After revolutionizing the world of baseball, Billy Beane, the General Manager of Oakland Athletics, who inspired the book and the Oscar-nominated movie “Moneyball,” has now accepted to become an advisor for the Dutch football club AZ Alkmaar.

A choice made for performance and innovation

Billy Beane is considered to be one of the most influential executives in all sports. AZ’s Director of Soccer, Earnest Stewart, mentioned on AZ’s official website, that Beane “thinks two steps ahead in the area of innovation”.

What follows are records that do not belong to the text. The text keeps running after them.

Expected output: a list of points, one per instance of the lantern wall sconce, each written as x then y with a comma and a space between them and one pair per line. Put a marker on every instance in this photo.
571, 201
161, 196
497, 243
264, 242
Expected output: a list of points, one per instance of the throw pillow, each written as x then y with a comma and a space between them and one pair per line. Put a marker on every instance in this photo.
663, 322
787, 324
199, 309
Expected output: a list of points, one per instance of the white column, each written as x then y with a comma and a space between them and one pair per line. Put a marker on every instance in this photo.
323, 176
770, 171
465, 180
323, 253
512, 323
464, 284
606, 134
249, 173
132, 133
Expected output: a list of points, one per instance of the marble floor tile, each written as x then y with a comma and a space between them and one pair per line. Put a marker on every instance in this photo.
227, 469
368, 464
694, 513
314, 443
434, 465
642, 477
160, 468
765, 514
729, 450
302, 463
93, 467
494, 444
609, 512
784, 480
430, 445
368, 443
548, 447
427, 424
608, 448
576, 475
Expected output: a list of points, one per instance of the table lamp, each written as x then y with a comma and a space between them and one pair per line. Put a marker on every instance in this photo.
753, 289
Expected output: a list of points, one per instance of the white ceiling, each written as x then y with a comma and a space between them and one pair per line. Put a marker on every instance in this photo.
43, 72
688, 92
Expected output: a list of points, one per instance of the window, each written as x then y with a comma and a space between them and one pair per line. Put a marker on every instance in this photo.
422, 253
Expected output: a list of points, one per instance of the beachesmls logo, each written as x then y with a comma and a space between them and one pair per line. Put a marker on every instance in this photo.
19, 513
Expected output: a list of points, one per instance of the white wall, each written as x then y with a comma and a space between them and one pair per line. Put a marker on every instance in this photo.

On the other hand, as stated on the same website, Beane, who goes way back with his passion for soccer, declared: “I am truly excited for the opportunity to be part of AZ Alkmaar in an advisory role. Despite being a great football club with a storied history, they face many of the challenges we have with the Oakland A’s. My love for football and AZ’s vision of the future of the club made this an attractive pursuit.”

Moneyball – a game of statistics and performance

Almost twenty years ago, Beane defied all odds as the General Manager of the Oakland A’s, by defeating the big market clubs on a regular basis, despite having a lower budget. One of the ideas behind Moneyball is to obtain maximum value for each player bought or sold or, in stock market terms, to sell high and buy low.

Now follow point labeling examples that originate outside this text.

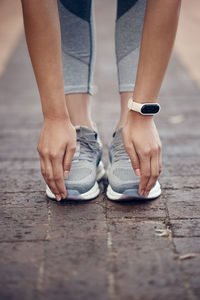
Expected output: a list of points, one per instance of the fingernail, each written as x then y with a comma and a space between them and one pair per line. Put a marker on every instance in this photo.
137, 172
66, 174
141, 193
58, 197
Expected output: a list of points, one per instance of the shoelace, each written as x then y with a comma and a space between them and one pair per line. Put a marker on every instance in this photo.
85, 145
119, 152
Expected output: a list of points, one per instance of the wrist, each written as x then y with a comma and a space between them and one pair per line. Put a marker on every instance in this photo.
55, 116
136, 116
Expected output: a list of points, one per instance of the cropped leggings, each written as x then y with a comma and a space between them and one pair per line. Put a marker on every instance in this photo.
78, 43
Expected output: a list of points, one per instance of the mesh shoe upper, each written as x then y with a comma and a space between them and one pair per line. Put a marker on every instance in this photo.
87, 156
121, 175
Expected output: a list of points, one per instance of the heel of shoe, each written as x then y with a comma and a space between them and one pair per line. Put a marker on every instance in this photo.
100, 171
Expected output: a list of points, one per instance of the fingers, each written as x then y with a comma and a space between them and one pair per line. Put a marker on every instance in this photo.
134, 159
58, 175
154, 174
49, 177
67, 161
145, 169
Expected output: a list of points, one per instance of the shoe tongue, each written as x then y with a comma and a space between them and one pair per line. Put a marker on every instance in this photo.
85, 132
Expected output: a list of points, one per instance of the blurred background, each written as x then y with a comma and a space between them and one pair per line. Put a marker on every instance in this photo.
100, 250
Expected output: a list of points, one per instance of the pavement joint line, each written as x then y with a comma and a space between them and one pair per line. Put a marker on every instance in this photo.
111, 258
169, 226
23, 241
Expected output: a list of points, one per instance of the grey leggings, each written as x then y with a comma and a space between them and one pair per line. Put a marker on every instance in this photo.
78, 43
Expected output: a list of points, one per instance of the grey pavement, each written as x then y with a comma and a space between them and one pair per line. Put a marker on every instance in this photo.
99, 249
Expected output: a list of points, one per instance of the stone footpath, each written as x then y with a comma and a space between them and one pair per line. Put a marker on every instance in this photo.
99, 250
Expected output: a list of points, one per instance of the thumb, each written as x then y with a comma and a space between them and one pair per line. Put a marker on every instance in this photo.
67, 161
134, 160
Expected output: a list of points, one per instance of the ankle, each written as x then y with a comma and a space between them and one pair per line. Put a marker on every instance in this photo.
82, 122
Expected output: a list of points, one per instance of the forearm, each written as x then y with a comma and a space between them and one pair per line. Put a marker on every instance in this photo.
42, 30
159, 31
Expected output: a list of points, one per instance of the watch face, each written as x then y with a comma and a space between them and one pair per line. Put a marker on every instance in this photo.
150, 108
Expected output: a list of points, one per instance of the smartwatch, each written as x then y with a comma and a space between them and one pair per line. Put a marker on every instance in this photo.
144, 108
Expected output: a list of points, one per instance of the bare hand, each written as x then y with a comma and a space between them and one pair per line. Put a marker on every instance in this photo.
56, 147
142, 143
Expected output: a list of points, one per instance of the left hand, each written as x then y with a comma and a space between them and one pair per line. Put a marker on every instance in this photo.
142, 143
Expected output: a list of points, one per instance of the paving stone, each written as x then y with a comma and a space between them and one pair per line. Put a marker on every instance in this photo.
138, 209
186, 228
24, 217
142, 263
190, 267
98, 249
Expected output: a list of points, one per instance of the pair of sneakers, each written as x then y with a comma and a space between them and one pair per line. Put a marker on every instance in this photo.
87, 169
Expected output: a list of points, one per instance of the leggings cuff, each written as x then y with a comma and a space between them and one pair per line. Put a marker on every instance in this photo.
126, 87
79, 89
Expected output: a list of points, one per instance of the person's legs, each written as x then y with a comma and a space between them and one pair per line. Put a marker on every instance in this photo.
128, 33
78, 52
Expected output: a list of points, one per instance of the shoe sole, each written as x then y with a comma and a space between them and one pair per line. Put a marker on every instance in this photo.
89, 195
132, 194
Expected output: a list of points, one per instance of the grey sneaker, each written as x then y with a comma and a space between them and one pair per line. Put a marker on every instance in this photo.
123, 183
87, 167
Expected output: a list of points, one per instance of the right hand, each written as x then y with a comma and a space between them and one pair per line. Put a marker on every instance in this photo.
56, 147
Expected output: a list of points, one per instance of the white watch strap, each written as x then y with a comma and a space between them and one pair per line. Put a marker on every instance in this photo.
134, 105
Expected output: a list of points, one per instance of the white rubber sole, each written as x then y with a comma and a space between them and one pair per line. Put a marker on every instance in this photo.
91, 194
115, 196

As Beane declared for The Telegraph in 2011, “you want to make sure you are getting more value than you are paying. That may come in the form of a very expensive player, it may come in the form of a very young player, but it’s not about being cheap or not spending money.”

performance in sports

The main idea behind Moneyball is that of sabermetrics, the search for objective knowledge about baseball, as defined by the Society for American Baseball Research. What sabermetrics is actually about, in more simple words, is the usage of data analysis in order to find value.

As Billy Beane, quoted by The Guardian, declared: “our aim is to properly allocate credit and blame to a player. In baseball you can do something poorly and still get credit. A pitcher could throw a bad ball, the batter hit a screaming line drive, and an outfielder make a fantastic diving catch. Yet when you look at a historical databases, 80% of the time when a ball is struck with that trajectory and velocity it is a hit. So because a superior defender caught it on that play, you should probably credit the hitter in some way and take away from the pitcher. Traditional stats don’t do that. They only credit outcome. They don’t credit process.”

The question that is raised now is whether the same methodology can be successfully implemented in soccer, a game where tracking and analyzing players’ performance is considered to be more difficult, where players are more rarely traded for one another, and the differences between rich and poor clubs are way more visible than in baseball.

At the end of the day, it’s all about good management and innovation

What the entire Moneyball methodology, along with Beane’s shift towards football, have to say in terms of sports management is that all teams are, essentially, businesses, whose long-term success is greatly influenced by their ability to innovate and to base their decisions on data. These teams’ performance, just like any other organizations’, is highly dependent on managerial decisions and the capacity to keep up with change. From baseball to soccer, and from boxing to figure skating.